EGYPTIAN THEATRE (LA):
To celebrate its 20thanniversary, the renovated Grauman’s Theater will screen a digital restoration of Ernst Lubitsch’s Rosita (1923), starring Mary Pickford on Friday night. Spike Lee will continue his repertory run (after appearing at Metrograph this past weekend) by showing his new film BlacKkKlansman and introducing his 1992 biopic Malcolm X, starring John David Washington’s father Saturday night. Then on Sunday, there will be a double feature of Do the Right Thing (1989) and Crooklyn (1994) with a discussion with Lee in between.
AERO  (LA):
Following a special screening of Tamara Jenkins’ latest Private Life on Thursday night, the Aero will do a FREE two-film tribute to Jenkins on Friday, showing The Slums of Beverly Hills (1998) and The Savages (2007). Kids of all ages will want to check out the Aero’s Looney Tunes Winter Wonderland on Saturday night and The Muppet Christmas Carol (1992) on Sunday afternoon. Plus they’re showing the Coens’ The Big Lebowski just because they can… oh, and it’s the movie’s 20th anniversary.
BAM CINEMATEK(NYC):
Apparently, BAM is trying to compete with Film Forum by presenting An Evening with Liv Ullman with the actress/director celebrating her 80thbirthday with the theater on Thursday night with a screening of Jan Troell’s 1971 film The Emigrants, starring Ullman and Max von Sydow (from The Seventh Seal).
MOMA  (NYC):
Modern Matinees: Douglas Fairbanks Jr. presents A Woman of Affairs (1928) on Wednesday, 1938’s The Young in Heart on Thursday, and That Lady in Ermine (1948) on Friday, so you can see how Fairbanks changed across three decades.

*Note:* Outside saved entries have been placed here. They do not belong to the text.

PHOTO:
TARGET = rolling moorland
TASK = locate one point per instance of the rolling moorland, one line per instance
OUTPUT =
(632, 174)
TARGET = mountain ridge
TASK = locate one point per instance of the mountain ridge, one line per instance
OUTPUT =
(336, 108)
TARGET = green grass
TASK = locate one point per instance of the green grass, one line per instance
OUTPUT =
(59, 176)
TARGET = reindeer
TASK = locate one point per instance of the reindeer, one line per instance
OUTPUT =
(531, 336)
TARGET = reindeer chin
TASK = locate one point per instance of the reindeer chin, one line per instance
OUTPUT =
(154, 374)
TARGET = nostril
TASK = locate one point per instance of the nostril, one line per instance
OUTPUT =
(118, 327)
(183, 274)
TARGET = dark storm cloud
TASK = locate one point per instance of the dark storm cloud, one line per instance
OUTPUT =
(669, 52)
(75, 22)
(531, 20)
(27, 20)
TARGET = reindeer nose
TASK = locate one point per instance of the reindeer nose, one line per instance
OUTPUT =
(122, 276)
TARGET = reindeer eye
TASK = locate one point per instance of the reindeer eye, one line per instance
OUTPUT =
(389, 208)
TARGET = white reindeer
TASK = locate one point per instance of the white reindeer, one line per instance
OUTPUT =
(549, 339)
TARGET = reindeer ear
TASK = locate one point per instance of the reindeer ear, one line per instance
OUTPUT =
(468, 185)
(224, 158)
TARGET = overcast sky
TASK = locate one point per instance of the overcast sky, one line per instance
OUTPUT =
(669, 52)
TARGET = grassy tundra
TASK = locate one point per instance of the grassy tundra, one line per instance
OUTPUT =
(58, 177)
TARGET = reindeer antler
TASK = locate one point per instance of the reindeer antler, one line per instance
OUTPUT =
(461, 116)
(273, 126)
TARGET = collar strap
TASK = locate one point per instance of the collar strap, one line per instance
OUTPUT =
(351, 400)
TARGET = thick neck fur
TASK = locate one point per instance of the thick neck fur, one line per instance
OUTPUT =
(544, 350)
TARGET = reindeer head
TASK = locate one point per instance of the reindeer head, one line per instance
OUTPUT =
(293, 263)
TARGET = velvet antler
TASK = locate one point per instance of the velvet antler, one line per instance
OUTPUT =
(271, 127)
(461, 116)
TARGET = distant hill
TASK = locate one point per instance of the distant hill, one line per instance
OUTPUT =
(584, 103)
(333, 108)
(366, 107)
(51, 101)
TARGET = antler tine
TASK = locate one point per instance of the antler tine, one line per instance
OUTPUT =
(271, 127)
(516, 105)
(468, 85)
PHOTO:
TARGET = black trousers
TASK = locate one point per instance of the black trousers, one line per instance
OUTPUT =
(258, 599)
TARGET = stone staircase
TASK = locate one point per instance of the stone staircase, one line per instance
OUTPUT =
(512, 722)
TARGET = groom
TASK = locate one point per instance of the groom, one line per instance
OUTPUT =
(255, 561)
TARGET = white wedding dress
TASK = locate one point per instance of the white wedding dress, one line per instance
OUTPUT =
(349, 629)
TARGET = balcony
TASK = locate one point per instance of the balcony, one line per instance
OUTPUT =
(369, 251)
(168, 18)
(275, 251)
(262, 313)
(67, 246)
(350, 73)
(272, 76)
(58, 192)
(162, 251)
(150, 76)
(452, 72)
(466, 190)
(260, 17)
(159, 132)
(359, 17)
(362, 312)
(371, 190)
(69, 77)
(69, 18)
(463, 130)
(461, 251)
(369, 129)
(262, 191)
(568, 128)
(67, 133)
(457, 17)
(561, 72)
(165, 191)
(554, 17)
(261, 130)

MUSEUM OF THE MOVING IMAGE  (NYC):
A new era begins with new chief curator Eric Hynes taking over for from founder David Schwartz, although this weekend only sees Family Matinee showings for Tim Burton’s The Nightmare Before Christmas on Saturday and Sunday. This series continues through the end of the year.
LANDMARK THEATRES NUART  (LA):
Still showing the Italian drama Senso through Thursday and then a midnight screening of Nicolas Cage’s Mandy on Friday with producer Daniel Noah doing a QnA with director Joe Lynch moderating.